Andrei balls his fists under his chin and stares down at the stained tablecloth. Does he see what she sees in her mind, the charred carcass of his house, his mother’s grave? Does Sasha want him to admit his guilt? Does she want him to repent, to say anything at all? For what feels like several endless minutes, he stares at the tablecloth, and she stares at his face. When he finally looks up, his gaze has lightened. He remains silent a few minutes longer, but she can see that his face has softened, eyes lit with relief.

“I did what I’d wanted to do ever since my father returned from the camps. Ever since I remember.” He speaks hastily, words rolling down his tongue, as if all these years he has been waiting for this moment to tell her his story. “As he stood there swaying and bragging about how she finally got what she deserved, all I could think of were those times when I tried to protect her from him.

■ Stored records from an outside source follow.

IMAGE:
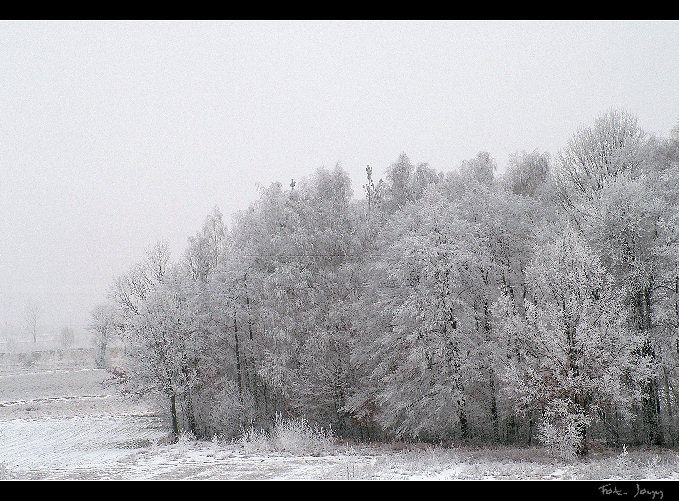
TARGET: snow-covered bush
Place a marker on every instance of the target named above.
(294, 436)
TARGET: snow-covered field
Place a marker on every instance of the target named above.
(72, 423)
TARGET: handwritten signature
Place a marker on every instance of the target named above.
(613, 490)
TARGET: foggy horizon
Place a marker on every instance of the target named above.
(118, 134)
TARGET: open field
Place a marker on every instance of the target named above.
(72, 423)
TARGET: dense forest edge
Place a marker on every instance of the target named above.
(462, 307)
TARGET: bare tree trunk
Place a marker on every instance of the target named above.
(173, 411)
(239, 378)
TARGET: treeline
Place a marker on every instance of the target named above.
(537, 306)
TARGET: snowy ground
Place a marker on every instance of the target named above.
(71, 423)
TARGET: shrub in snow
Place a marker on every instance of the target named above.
(294, 436)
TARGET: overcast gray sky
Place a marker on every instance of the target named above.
(114, 135)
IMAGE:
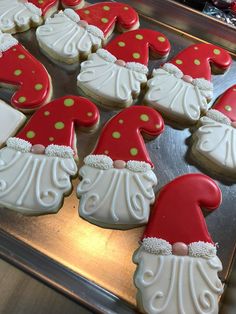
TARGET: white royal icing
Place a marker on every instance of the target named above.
(16, 13)
(217, 142)
(34, 184)
(115, 197)
(110, 81)
(177, 99)
(7, 41)
(63, 37)
(10, 121)
(177, 284)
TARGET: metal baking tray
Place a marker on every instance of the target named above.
(91, 264)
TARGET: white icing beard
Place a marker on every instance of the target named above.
(112, 84)
(63, 38)
(117, 198)
(34, 184)
(179, 100)
(177, 284)
(17, 14)
(217, 142)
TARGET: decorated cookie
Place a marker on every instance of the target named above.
(36, 165)
(114, 76)
(215, 141)
(20, 71)
(117, 183)
(19, 16)
(72, 35)
(177, 262)
(10, 121)
(181, 89)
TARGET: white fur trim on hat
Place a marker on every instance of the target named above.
(19, 144)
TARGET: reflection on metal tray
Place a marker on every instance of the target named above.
(92, 264)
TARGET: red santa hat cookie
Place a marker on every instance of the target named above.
(214, 143)
(18, 16)
(177, 258)
(21, 71)
(73, 35)
(181, 89)
(115, 75)
(43, 153)
(117, 186)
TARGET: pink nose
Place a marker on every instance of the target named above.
(120, 63)
(180, 248)
(119, 164)
(38, 149)
(187, 78)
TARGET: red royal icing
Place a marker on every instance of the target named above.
(177, 215)
(19, 68)
(121, 137)
(72, 3)
(196, 60)
(105, 15)
(134, 46)
(226, 103)
(55, 122)
(44, 5)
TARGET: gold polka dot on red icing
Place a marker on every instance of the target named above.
(228, 108)
(136, 55)
(59, 125)
(161, 39)
(178, 61)
(121, 44)
(30, 134)
(133, 151)
(139, 36)
(104, 20)
(116, 135)
(197, 62)
(106, 8)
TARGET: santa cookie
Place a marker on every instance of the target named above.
(177, 263)
(10, 121)
(181, 89)
(19, 16)
(117, 179)
(37, 164)
(115, 75)
(20, 71)
(72, 35)
(215, 141)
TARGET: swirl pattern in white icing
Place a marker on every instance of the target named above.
(16, 14)
(10, 121)
(216, 141)
(177, 284)
(34, 184)
(179, 100)
(64, 39)
(115, 197)
(111, 83)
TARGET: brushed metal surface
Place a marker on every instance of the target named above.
(99, 255)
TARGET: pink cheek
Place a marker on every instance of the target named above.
(180, 249)
(38, 149)
(119, 164)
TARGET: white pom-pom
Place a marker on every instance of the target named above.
(19, 144)
(172, 69)
(157, 246)
(138, 166)
(59, 151)
(106, 55)
(99, 161)
(202, 249)
(218, 116)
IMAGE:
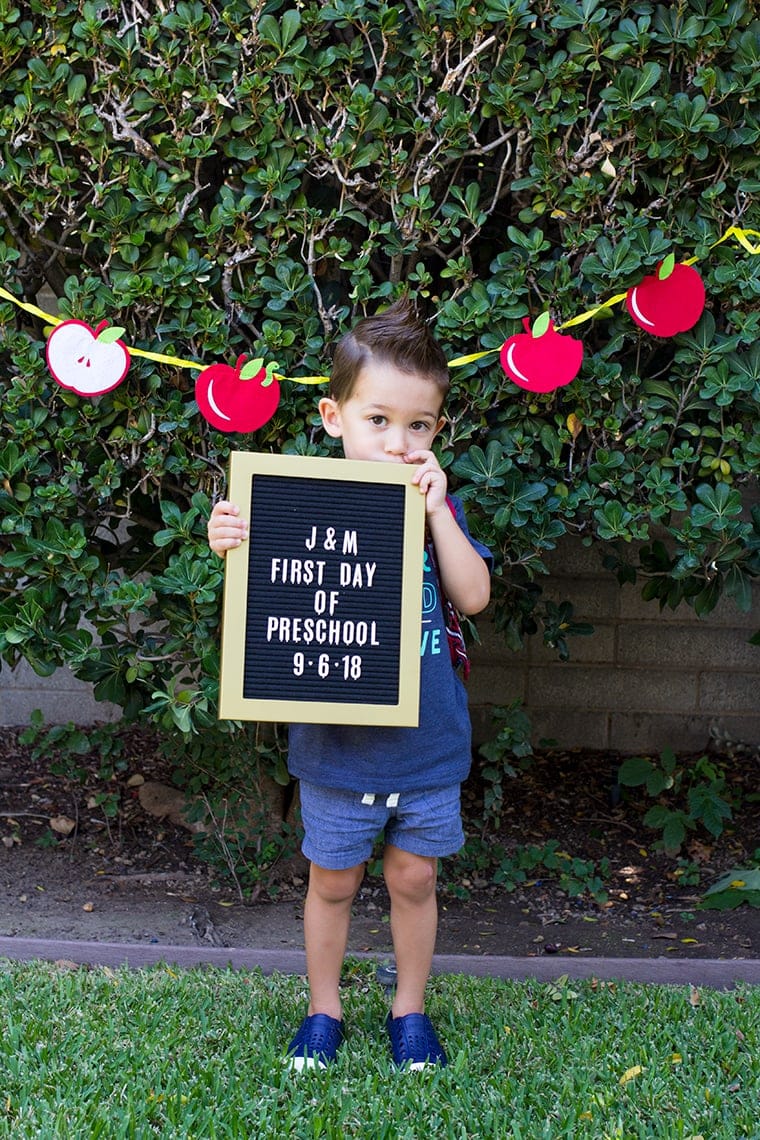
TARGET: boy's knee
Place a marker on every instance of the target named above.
(409, 876)
(335, 886)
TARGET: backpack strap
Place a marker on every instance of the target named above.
(457, 646)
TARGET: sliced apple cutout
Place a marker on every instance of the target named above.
(237, 399)
(89, 361)
(541, 359)
(669, 301)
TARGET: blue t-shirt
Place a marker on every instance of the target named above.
(370, 758)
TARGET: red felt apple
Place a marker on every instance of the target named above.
(542, 359)
(668, 302)
(87, 360)
(237, 399)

So just as the burning house crashed behind us, as I saw blood soaking his shirt, I knew exactly what I was going to do. For the first time, I knew I could be free of him.” Andrei rubs his forehead, shielding his eyes with his palm. “I felt no guilt at that moment, no shame. But I must have felt shame because I drank for weeks. Every night when we returned from work, Vadim—my future father-in-law—set a bottle of vodka on the kitchen table. We drank from tea glasses, just the two of us.”

Sasha remembers this from their talk in Ivanovo, when Andrei told her his father’s camp stories. The two of them, he and his boss, hozyaeva, the masters of everything.

“I don’t remember how long I stayed with Vadim and his family. I don’t know how many times we left for work and came back together, how many bottles he set down on the table, how many times Natasha and her mother ladled soup into my bowl.

“What I do remember is that on one of those nights, I confessed to him what really happened. I told him I’d killed my father.” Andrei props his forehead with his hand and looks down. “And he told me that I was a hero. That I did what I had to do, what he would have done, what any man would have done. That was when he gave me a promotion. He said the Party needed strong, determined men like me.”

Andrei stops, presses his palms over his eyes, as if he wants to black out what he saw.

“With the promotion, they gave me an apartment, but I still went to dinner at Vadim’s at least once a week, an invitation extended by his wife, without fail. And every time, without fail, I felt Natasha’s liquid gaze on me, the heat emanating from her body when she stood close in the hallway to say goodbye. Why am I telling you all this? It doesn’t change anything. It can’t. Then one day she came to her father in tears and begged him to do anything to get me to marry her.” He pauses. “That was when Vadim gave me a choice”—the word echoes in Sasha’s head, in sync with her pulse—“a choice between a life of hard labor for murder and a life of privilege with his daughter.”